У Мурлыкина немного отлегло от сердца.

- Если вас не устраивает ваша работа, так и скажите. Будем решать, - внушительно сказал он. - У нас безработицы нету.

- А ты меня не учи, не учи! - взъярилась Шаманова. - Я вот доложу кому следует, что ты тут по ночам делаешь - будешь знать!

- Я редактирую рукопись! - выкрикнул Мурлыкин, хватаясь за сердце.

- А там быстро разберутся, что ты редахтируешь! Не дураки сидят!

- Что вы мелете, Марья Иванна?

- А то! Ты чего по шкафам прячешь? Думаешь - не знаю? Я все про тебя знаю!

Мурлыкин отступил в коридор. Потом, внезапно решившись, бросил пузатый портфель на пол, кинулся в кабинет и схватил Марью Иванну сзади за жилистую шею.

Старушка оказалась крепкой. Лишь через несколько минут ее сухонькое тельце перестало биться в луже воды на полу из опрокинутого во время схватки ведра. Мурлыкин поднялся с пола, дико глядя на содеянное. Дрожащей рукой стал ловить в кармане папиросу. Внезапно Шаманова зашевелилась, приподнялась, взглянула на Мурлыкина выпученными белыми глазами и прохрипела:

- А читаешь ты по вечерам гнусную антисоветскую порнографию злобных клеветников Солженицына, Аксенова и Войновича. А я есть старший лейтенант СССР. И еще скажу: не наш ты человек. Да здравствует Советская Родина!..

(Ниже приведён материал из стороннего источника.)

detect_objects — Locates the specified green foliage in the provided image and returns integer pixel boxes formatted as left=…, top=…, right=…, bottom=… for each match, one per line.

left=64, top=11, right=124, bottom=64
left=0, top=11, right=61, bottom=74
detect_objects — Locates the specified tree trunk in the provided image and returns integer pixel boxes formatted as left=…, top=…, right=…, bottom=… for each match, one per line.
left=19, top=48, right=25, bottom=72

Она уронила голову и сдохла.

Мурлыкин зашатался от ужаса. И вдруг очнулся.

Он стоял в своем кабинете, в темноте. На столе были разбросаны фотокопии запрещенного чтива.

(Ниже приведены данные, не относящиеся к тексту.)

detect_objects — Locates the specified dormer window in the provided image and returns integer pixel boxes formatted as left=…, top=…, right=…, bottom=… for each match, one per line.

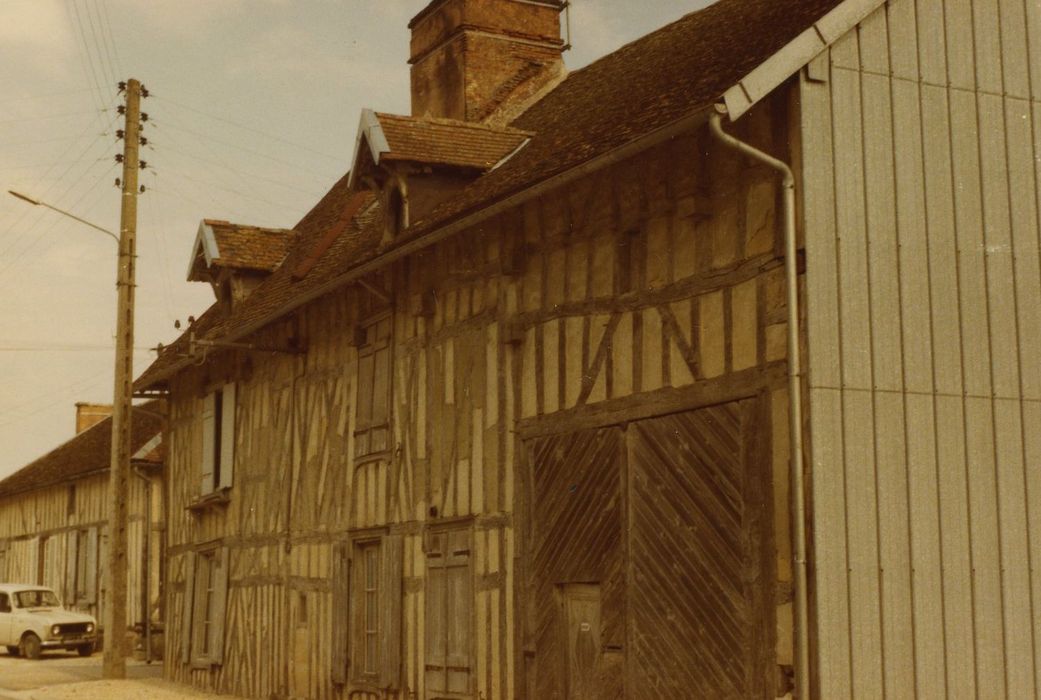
left=386, top=184, right=408, bottom=241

“Тьфу ты, черт! Уснул я, что ли?..”.

Еще дрожа от привидевшегося, он быстро собрал фотографии, завернул в бумагу, сверток положил в портфель. Открыл шкаф, в ворохе рукописей стал вылавливать другие свертки и отдельные книжки - и все это затолкал в распухший портфель. Оделся и вышел в коридор. На цыпочках спустился по лестнице. Внизу, на вахте сидела Шаманова и щелкала орешки.

“Живая, слава богу!” - подумал Мурлыкин. Перевел дух и сбежал вниз.

- Привет, Марья Иванна!

- Что, наработались? - ласково спросила Шаманова.

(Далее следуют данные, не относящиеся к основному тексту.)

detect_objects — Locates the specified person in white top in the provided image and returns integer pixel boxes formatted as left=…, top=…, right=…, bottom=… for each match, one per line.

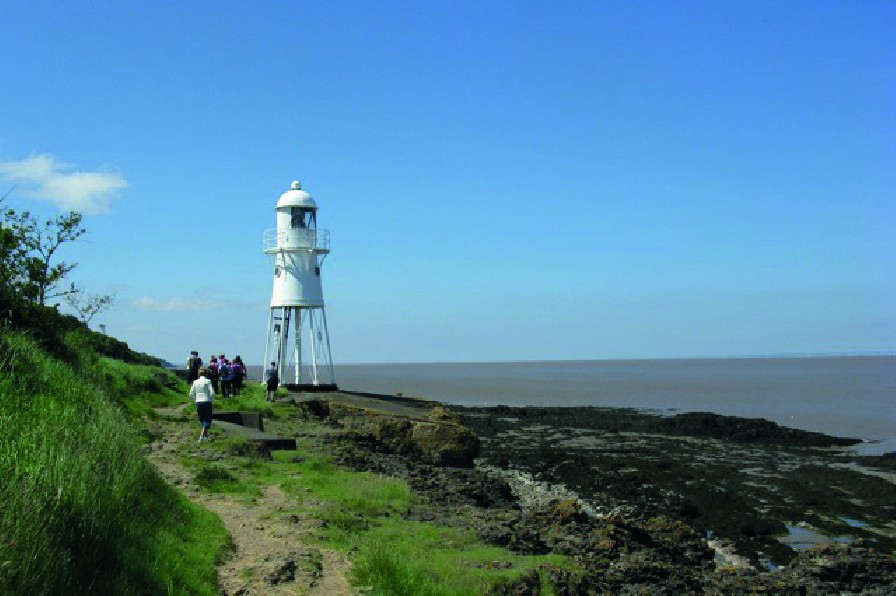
left=190, top=368, right=215, bottom=443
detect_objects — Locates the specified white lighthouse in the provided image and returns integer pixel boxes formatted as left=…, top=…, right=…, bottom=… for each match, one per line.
left=262, top=180, right=336, bottom=391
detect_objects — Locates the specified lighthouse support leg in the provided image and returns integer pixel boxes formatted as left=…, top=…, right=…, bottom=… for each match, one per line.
left=261, top=308, right=274, bottom=385
left=320, top=309, right=336, bottom=385
left=308, top=309, right=319, bottom=385
left=277, top=307, right=290, bottom=379
left=295, top=308, right=305, bottom=385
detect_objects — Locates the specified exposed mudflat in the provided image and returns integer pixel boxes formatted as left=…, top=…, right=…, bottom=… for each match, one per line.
left=451, top=407, right=896, bottom=569
left=296, top=398, right=896, bottom=594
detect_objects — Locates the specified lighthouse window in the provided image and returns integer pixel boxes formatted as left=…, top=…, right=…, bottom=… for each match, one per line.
left=289, top=207, right=316, bottom=229
left=290, top=207, right=308, bottom=228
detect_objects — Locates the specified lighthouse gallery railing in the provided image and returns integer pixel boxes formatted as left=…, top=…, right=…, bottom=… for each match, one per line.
left=261, top=228, right=330, bottom=252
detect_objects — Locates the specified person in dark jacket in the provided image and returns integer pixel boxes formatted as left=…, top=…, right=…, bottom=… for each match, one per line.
left=187, top=350, right=202, bottom=383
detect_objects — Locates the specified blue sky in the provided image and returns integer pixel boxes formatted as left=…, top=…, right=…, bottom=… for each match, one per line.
left=0, top=1, right=896, bottom=363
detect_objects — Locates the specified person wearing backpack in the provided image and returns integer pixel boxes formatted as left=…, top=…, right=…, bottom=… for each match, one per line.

Мурлыкин покосился на нее, бросил ключ от кабинета в ящик стола и подумал: “А ведь она действительно что-то знает! Может, она и вправду - старший лейтенант?”. От этой мысли он слегка похолодел.

- До свиданья, Марья Иванна.

Выбежал на улицу и устремился к остановке, ощущая пудовую тяжесть портфеля. “Куда бы все это деть? Сжечь бы... Ну конечно! Поеду на дачу и сожгу!”.

Было уже совсем поздно, когда автобус привез его в дачный поселок.

В глубоком снегу была пробита колея к домику постоянно жившего здесь сторожа, сам же поселок садоводческого товарищества был чуть ли не до крыш заметен снегом.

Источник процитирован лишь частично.